Linux capabilities are not a good security model in general. They're more suitable for sysadmins who want to do the very basic locking down of system resources to prevent users from fucking things up, or preventing programs from doing basic accidental mistakes. A MAC or RBAC implementation is a lot more robust and actually fulfills the qualifications for things like secret/top secret computing systems.
From what I recall, grsec's rbac doesn't give you the same flexibility as selinux's mac. You have to pick and choose whether you want advanced heuristics to prevent different kinds of attack, or just get really fine-grained with your system control.
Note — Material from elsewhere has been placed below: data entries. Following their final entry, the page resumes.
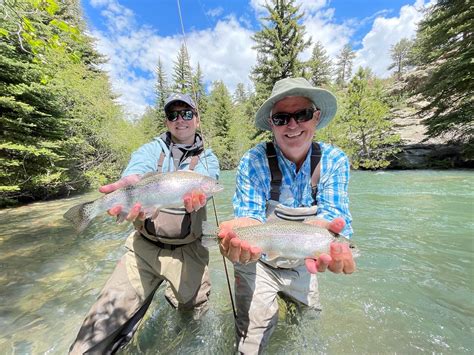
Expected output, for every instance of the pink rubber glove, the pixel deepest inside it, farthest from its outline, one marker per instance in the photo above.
(232, 247)
(116, 210)
(340, 256)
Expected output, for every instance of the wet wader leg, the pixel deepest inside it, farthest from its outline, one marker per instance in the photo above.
(116, 314)
(195, 267)
(257, 307)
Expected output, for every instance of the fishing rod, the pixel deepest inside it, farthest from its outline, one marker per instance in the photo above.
(193, 88)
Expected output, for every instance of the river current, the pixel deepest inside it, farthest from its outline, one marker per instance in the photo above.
(413, 291)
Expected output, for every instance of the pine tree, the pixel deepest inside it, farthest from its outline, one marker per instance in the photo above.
(444, 48)
(370, 138)
(157, 125)
(199, 90)
(344, 65)
(217, 123)
(182, 75)
(161, 87)
(60, 126)
(319, 66)
(278, 45)
(400, 54)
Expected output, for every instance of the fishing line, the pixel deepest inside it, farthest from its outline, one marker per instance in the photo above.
(193, 88)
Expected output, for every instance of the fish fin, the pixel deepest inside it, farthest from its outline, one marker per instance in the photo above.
(78, 217)
(209, 241)
(151, 173)
(272, 254)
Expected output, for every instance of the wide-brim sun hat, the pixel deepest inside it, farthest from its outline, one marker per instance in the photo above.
(324, 100)
(179, 97)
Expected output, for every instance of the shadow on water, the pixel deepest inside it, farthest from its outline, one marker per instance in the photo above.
(412, 291)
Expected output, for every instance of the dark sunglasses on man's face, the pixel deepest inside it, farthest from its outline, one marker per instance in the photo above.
(186, 115)
(283, 118)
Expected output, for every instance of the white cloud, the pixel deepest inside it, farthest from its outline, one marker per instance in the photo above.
(321, 27)
(385, 32)
(215, 12)
(224, 52)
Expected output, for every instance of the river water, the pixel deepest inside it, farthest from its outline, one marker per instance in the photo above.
(413, 291)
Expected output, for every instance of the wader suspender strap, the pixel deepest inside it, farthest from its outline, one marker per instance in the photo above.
(192, 163)
(159, 167)
(315, 169)
(276, 173)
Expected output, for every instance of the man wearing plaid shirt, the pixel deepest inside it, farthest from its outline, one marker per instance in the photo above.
(290, 178)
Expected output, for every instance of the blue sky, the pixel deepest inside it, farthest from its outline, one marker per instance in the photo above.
(133, 34)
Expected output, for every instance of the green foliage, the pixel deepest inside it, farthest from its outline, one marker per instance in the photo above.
(443, 47)
(182, 75)
(400, 54)
(161, 87)
(319, 66)
(61, 130)
(344, 65)
(278, 44)
(151, 124)
(369, 139)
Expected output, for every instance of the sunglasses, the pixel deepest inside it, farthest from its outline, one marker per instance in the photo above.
(283, 118)
(186, 115)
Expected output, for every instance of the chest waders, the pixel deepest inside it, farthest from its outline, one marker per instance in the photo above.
(172, 228)
(275, 210)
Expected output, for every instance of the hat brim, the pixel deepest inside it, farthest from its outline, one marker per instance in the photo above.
(323, 99)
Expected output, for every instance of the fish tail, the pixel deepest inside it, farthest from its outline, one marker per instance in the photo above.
(80, 215)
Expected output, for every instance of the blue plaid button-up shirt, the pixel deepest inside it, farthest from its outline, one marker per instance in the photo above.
(254, 177)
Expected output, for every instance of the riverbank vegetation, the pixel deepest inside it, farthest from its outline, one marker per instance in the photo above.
(62, 130)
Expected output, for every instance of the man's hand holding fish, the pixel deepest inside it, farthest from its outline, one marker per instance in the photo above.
(192, 201)
(339, 259)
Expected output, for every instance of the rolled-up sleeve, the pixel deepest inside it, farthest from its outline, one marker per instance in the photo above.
(333, 199)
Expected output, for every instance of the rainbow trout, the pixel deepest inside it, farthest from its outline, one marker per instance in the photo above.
(290, 240)
(154, 191)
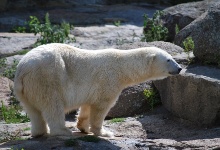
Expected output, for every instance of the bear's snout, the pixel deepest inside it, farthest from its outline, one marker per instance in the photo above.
(176, 71)
(179, 69)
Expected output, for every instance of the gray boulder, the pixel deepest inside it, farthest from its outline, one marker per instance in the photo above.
(132, 100)
(193, 95)
(14, 43)
(205, 33)
(184, 14)
(6, 86)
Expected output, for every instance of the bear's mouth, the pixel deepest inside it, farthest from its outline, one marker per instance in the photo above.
(175, 72)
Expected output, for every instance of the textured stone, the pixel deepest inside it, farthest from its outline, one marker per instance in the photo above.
(205, 32)
(184, 14)
(131, 102)
(11, 44)
(6, 86)
(169, 47)
(193, 95)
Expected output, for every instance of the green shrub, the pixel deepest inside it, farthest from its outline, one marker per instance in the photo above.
(117, 23)
(10, 72)
(50, 33)
(175, 2)
(177, 30)
(12, 114)
(153, 97)
(188, 44)
(153, 28)
(19, 29)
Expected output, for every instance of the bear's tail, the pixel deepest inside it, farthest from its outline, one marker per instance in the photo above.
(18, 85)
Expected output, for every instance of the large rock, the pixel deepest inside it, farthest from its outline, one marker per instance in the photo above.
(14, 43)
(205, 32)
(193, 95)
(89, 14)
(131, 102)
(169, 47)
(177, 52)
(184, 14)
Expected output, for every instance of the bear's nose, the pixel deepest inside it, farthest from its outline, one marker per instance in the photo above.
(179, 69)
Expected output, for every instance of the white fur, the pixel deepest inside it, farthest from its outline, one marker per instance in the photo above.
(54, 79)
I prefer grsec personally, but only because i'm lazy, and it's more than likely not certified for top secret systems.
grsec's developer philosophy fully admits this pragmatic focus... basically, if we are too lazy to use a custom policy because policy development is painful, then essentially we are not going to use any policy and will instead remain vulnerable. grsec makes it easier, therefore it actually gets used.
I studied SEL policies in depth back in 2000 or so, but have never once deployed a custom policy. I suspect others are the same, though common daemons on common distributions recently (~last 5 years) began to have usable pre-supplied policies, unfortunately standard services are so commodified these days they're often outsourced (email, chat, web, etc.) and so the benefits of this 'too-little-too-late' development are partly mitigated in practice.